SC Tells LIC To Pay Rs. 2 L Compensation To Man Whose Money It Held Wrongfully For About 5 Years [Read Judgment]
“LIC retained the moneys of the appellant for a period of nearly five years. No effort was made to refund the moneys. In this view of the matter, a deficiency of service was clearly established.”
The Supreme Court, while affirming a National Consumer Commission order to refund the money the Life Insurance Corporation (LIC) held wrongfully from a man for nearly five years, has also asked the corporation to pay a compensation of Rs. 2 lakh to him.
In January 2009, Madhav Hari Joshi submitted a proposal to the LIC) under its Jeevan Aastha Plan.

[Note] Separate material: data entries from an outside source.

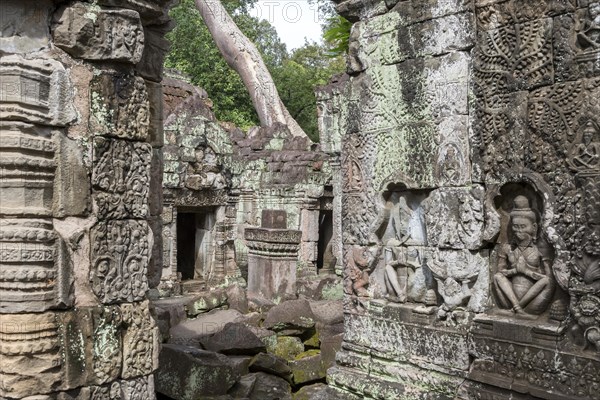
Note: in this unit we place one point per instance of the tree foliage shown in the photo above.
(296, 74)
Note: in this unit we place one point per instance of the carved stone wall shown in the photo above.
(210, 165)
(469, 147)
(80, 105)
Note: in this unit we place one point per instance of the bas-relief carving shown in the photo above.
(141, 340)
(455, 218)
(121, 178)
(524, 281)
(95, 33)
(36, 91)
(462, 281)
(30, 350)
(119, 106)
(205, 172)
(360, 262)
(120, 255)
(35, 273)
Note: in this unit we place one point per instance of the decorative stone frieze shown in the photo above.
(91, 32)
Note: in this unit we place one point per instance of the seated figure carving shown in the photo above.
(524, 280)
(586, 155)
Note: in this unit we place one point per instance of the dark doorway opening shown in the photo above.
(325, 257)
(195, 243)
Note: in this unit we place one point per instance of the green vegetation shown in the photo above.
(295, 73)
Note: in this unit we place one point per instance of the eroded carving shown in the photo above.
(524, 281)
(31, 340)
(455, 218)
(119, 106)
(36, 91)
(461, 278)
(121, 178)
(141, 340)
(94, 33)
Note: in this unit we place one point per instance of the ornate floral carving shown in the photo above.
(119, 106)
(113, 34)
(141, 340)
(120, 254)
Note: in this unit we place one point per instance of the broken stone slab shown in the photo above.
(329, 349)
(328, 312)
(309, 392)
(21, 27)
(286, 347)
(262, 386)
(271, 364)
(206, 301)
(234, 338)
(175, 307)
(186, 373)
(96, 33)
(239, 364)
(237, 299)
(307, 367)
(292, 314)
(189, 332)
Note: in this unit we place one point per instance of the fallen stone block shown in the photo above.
(290, 315)
(235, 338)
(271, 364)
(189, 332)
(186, 373)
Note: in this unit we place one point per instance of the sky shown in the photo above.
(293, 19)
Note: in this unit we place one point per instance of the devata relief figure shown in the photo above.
(524, 281)
(400, 266)
(586, 155)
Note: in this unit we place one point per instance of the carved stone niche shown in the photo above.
(523, 276)
(401, 230)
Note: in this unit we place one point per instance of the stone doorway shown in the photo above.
(195, 243)
(325, 257)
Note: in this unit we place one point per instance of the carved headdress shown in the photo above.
(522, 209)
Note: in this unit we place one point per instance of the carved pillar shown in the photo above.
(75, 176)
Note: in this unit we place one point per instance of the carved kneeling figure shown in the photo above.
(401, 264)
(524, 281)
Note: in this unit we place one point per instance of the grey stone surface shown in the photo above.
(271, 364)
(235, 339)
(96, 33)
(292, 314)
(186, 373)
(189, 331)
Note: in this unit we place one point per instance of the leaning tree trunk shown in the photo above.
(241, 55)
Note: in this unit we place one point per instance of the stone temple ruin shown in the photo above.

He paid an amount of Rs. 1, 75,000, inclusive of an amount of Rs. 10, 000 towards additional risk premium. As the policy was not issued to him and also because his money was not refunded by LIC, he approached the District Consumer Forum. The District forum allowed his complaint and directed LIC to refund the amount and also to pay compensation in the amount of Rs. 4, 25,000 to him. The State Forum upheld this order. The National Consumer Commission upheld the order to refund the amount, but set aside the direction for the payment of compensation. Joshi appealed to the Supreme Court.
Deficiency Of Service Was Clearly Established
The bench comprising Justice DY Chandrachud and Justice Hemant Gupta observed: "It appears from his letter dated 15 April, 2009 that the Branch Manager of LIC had already received a decision to complete the proposal with extra premium. Admittedly, even the extra premium of Rs.10,000 was paid by the appellant as part of his payment of Rs.1,75, 000. The remaining formalities that were required to be observed 8 were to be fulfilled by the Development Officer and not by the appellant. LIC retained the moneys of the appellant for a period of nearly five years. No effort was made to refund the moneys. In this view of the matter, a deficiency of service was clearly established."
Modifying the National Commission order, the bench said: "The plan in question was not exclusively an insurance based product. By being linked to the equity market, it had an investment element. LIC held on to the moneys of the appellant wrongfully for five years. Its omission to refund has deprived the appellant of the use of his moneys. Hence, a mere direction for the payment of interest on the principal sum will not provide sufficient redress."
While disposing of the appeal, the bench ordered: "In our view, the ends of justice would be met, if the direction, which has been issued by the National Commission, is modified and an additional amount of Rs.2,00,000 is directed to be paid towards all the claims, demands and outstandings, including litigation expenses."